They have no gold money, nor do they themselves coin any, but mostly use Hungarian, and occasionally Rhenish money. They often change their valuation of these coins, especially when a foreigner wishes to purchase anything with gold, for then they immediately depreciate its value; but if any one is about to go anywhere on a journey and wants gold, they then raise the price again.

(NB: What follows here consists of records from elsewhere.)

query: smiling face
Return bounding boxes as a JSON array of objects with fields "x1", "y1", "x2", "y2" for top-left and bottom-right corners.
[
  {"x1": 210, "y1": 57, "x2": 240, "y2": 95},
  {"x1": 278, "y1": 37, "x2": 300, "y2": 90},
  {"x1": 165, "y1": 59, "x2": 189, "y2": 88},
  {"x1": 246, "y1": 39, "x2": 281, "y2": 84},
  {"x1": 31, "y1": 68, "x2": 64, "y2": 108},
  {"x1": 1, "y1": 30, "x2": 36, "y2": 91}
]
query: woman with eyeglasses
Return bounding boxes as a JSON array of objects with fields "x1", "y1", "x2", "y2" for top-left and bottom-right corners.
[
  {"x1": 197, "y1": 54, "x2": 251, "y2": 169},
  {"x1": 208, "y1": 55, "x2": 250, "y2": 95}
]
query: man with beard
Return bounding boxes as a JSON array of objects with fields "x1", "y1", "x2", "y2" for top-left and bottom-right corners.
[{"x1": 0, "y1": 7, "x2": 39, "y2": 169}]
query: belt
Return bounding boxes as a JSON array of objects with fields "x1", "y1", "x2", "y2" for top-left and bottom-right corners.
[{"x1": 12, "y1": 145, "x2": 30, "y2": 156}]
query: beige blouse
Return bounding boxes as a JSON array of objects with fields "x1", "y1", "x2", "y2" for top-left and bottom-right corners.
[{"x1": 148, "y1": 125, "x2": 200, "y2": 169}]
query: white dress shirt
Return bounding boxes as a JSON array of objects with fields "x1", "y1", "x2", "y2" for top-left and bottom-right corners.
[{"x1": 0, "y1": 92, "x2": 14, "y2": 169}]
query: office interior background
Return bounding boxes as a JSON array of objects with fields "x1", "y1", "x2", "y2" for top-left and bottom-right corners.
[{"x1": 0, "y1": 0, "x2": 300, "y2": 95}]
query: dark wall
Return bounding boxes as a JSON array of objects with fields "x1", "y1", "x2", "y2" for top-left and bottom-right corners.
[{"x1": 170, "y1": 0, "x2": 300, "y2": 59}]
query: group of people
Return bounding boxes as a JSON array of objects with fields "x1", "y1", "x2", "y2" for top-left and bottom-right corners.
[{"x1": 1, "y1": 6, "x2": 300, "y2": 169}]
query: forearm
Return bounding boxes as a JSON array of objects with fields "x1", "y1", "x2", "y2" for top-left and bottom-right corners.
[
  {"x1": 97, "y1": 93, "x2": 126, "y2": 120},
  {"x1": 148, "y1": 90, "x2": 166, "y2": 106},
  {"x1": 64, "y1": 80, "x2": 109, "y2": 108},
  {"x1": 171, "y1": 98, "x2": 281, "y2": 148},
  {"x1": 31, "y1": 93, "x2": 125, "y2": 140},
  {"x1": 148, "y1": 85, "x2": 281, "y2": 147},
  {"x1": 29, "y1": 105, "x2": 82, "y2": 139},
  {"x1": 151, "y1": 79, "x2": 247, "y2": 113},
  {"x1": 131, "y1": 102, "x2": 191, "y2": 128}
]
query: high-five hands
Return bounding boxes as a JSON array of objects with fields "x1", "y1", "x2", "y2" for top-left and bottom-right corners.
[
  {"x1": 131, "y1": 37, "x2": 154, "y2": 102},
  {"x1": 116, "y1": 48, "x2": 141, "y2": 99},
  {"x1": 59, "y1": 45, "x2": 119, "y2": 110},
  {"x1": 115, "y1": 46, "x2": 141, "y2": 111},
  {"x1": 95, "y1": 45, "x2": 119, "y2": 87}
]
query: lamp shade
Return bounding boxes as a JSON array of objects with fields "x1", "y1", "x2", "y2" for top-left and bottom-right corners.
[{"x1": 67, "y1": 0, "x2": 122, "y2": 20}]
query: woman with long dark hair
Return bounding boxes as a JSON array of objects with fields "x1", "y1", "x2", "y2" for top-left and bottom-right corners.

They use the rubles of Riga on account of its proximity, one of which is worth two of those of Moscow. The money of Moscow is of pure and good silver, although that is also adulterated now. Yet I never heard of any one being reprehended for this misdemeanour. Nearly all the goldsmiths of Moscow coin money; and when any one brings masses of pure silver and asks for money for them, they weigh both the money and the silver and balance it equally. There is a small fixed price above the equal weight to be paid to the goldsmiths, who otherwise charge but little for their labour. Some have written[1] that in some very few spots in this country there is an abundance of silver, and that the prince forbids its exportation. The truth is that the country contains no silver, except (as I have said) what is imported; but the prince may rather be said to guard against than to forbid its exportation, and to that effect orders his subjects to barter their commodities, and to give and receive some articles in exchange for others, such as skins (in which they abound), or anything else of the kind, so as to keep their gold and silver in the province. It is scarcely a hundred years since the silver money which they used was principally of their own coining. When silver was first introduced into the province, they used to cast little oblong pieces of silver without any impression or inscription, of the value of one ruble, not one of which is now to be seen. Money was also coined in the principality of Galicia; but as that had no constant value,

  1. Myechov, in his Tractatus de duabus Sarmatiis (Tractatus ii, lib. 2), says, "Estque tcrra dives argento et custodia undique clausa."